An Analysis of Financial Preparation for Retirement
NFI Working Paper No. 2007-WP-08
27 Pages Posted: 16 May 2007
Date Written: February 2007
In this study, we analyze financial preparation for retirement. Specifically, probit analysis was conducted using data from the Survey of Consumer Finances to compare and contrast variables affecting retirement preparation between men and women aged thirty to thirty-nine. We specifically analyze two dependent variables: whether or not an individual is eligible for a retirement plan and whether or not an individual is contributing to a retirement plan. The findings indicate that good health and work history have significant positive effects on retirement plan eligibility whereas age and education levels have significant negative effects. Regarding retirement plan contributions, the findings indicate significant positive effects regarding income and womenhood.
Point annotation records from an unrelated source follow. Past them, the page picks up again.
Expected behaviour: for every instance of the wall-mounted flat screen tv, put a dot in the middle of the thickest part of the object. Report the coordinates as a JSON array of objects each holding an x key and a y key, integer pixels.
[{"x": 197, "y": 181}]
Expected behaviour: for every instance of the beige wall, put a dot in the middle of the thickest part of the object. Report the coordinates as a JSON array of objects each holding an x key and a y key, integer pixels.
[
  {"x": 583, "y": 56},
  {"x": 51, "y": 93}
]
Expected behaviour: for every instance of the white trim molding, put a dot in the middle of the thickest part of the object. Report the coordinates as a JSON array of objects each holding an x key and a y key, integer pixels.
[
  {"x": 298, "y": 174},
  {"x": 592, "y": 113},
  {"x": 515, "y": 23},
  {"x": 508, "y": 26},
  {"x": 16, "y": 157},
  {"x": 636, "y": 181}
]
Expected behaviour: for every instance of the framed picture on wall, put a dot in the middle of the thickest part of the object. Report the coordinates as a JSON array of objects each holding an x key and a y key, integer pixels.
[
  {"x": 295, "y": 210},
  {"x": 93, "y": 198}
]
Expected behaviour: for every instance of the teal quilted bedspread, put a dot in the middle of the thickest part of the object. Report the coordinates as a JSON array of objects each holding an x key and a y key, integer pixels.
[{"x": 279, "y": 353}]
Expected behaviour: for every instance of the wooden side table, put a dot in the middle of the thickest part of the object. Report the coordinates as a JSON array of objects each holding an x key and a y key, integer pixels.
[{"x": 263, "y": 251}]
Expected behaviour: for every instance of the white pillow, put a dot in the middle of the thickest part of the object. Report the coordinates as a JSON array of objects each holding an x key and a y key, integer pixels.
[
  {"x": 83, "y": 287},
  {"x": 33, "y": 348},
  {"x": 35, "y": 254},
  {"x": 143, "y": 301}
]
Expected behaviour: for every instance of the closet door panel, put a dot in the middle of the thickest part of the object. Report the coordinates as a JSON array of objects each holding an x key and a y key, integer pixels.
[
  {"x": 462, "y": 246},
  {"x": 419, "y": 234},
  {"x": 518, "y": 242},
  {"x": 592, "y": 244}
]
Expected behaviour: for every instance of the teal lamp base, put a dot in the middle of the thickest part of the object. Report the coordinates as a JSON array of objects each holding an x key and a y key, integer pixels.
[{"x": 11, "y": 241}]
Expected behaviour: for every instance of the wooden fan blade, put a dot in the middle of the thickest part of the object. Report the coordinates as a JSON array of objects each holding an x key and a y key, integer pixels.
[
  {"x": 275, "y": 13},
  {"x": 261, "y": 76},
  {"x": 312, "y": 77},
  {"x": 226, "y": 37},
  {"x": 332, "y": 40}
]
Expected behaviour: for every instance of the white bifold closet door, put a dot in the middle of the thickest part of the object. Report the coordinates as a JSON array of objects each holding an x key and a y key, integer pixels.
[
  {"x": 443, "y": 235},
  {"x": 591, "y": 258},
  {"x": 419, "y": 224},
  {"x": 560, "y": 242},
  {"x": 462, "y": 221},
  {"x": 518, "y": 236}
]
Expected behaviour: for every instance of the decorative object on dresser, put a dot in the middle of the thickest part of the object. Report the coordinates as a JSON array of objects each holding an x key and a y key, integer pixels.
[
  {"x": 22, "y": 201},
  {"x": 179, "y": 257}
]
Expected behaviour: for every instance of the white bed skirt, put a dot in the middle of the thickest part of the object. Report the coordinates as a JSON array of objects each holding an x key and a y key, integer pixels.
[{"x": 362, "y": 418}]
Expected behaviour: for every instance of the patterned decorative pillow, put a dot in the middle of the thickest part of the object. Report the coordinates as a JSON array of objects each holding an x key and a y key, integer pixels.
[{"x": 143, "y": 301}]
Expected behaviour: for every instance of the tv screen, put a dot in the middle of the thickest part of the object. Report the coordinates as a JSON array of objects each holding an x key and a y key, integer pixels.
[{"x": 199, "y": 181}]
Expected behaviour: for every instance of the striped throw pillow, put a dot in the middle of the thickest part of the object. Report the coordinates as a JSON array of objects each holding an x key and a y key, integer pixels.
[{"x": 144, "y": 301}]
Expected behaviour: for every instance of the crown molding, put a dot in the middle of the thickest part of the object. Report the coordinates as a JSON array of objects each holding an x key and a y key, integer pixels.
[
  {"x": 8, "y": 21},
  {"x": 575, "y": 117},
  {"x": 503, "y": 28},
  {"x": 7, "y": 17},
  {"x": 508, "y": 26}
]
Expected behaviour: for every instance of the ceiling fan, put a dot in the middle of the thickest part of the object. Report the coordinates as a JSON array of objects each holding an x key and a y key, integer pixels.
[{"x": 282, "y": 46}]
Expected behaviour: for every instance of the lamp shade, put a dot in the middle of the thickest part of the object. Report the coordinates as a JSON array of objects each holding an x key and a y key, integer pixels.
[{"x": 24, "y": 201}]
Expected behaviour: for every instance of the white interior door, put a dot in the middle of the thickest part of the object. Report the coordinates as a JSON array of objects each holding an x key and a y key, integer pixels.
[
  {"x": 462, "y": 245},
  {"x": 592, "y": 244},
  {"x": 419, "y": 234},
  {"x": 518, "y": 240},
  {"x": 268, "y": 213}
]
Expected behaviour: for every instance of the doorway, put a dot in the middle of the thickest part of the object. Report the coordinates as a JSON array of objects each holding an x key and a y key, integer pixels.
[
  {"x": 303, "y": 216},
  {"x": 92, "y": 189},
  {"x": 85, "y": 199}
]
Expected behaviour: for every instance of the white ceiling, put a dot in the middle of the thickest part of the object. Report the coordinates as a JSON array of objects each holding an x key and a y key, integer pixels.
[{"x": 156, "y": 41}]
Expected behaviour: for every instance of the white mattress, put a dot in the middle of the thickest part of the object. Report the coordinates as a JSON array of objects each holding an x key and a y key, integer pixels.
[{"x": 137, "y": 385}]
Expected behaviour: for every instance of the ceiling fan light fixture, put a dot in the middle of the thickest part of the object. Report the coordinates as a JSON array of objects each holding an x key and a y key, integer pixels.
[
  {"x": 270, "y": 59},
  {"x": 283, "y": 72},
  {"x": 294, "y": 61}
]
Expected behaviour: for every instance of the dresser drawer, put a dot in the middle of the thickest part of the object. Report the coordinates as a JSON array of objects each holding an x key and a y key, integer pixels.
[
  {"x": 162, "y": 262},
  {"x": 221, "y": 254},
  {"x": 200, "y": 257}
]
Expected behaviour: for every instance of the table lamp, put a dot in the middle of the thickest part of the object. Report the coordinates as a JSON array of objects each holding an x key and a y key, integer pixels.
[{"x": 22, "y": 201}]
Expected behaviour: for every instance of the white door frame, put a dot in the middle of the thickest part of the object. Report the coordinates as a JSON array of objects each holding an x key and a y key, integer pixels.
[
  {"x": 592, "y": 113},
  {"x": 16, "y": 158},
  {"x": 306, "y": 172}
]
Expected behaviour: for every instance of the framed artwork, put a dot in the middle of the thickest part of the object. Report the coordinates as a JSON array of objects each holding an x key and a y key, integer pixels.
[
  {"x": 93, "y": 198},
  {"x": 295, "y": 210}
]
Therefore, the findings generally support the hypothesis of income as a predictor of retirement plan preparation for women in their thirties. In addition, the findings indicate that women who are divorced, separated, or living with a partner are more likely to contribute to their pension plans through work. Education is significant and positive as a predictor for the decision to contribute to a pension plan for women in their thirties, thus supporting our hypothesis of a significant positive relationship between education and pension plan contributions. Conversely, the findings regarding work history (length of employment and number of weeks worked per year) and the decision to contribute to a pension plan were significant and negative for women in their thirties. This result could be due to a general unconcerned attitude regarding retirement preparation in this age group since actual retirement for most is at least thirty years away. Finally, household size was insignificant as a predictor of both pension plan eligibility and the decision to contribute. Therefore, the findings do not support the hypothesis of household size as a predictor of retirement plan preparation. Thus, it appears that if individuals in large households have less discretionary income to spend on certain items, contributions to a retirement plan does not seem to be influenced by family size.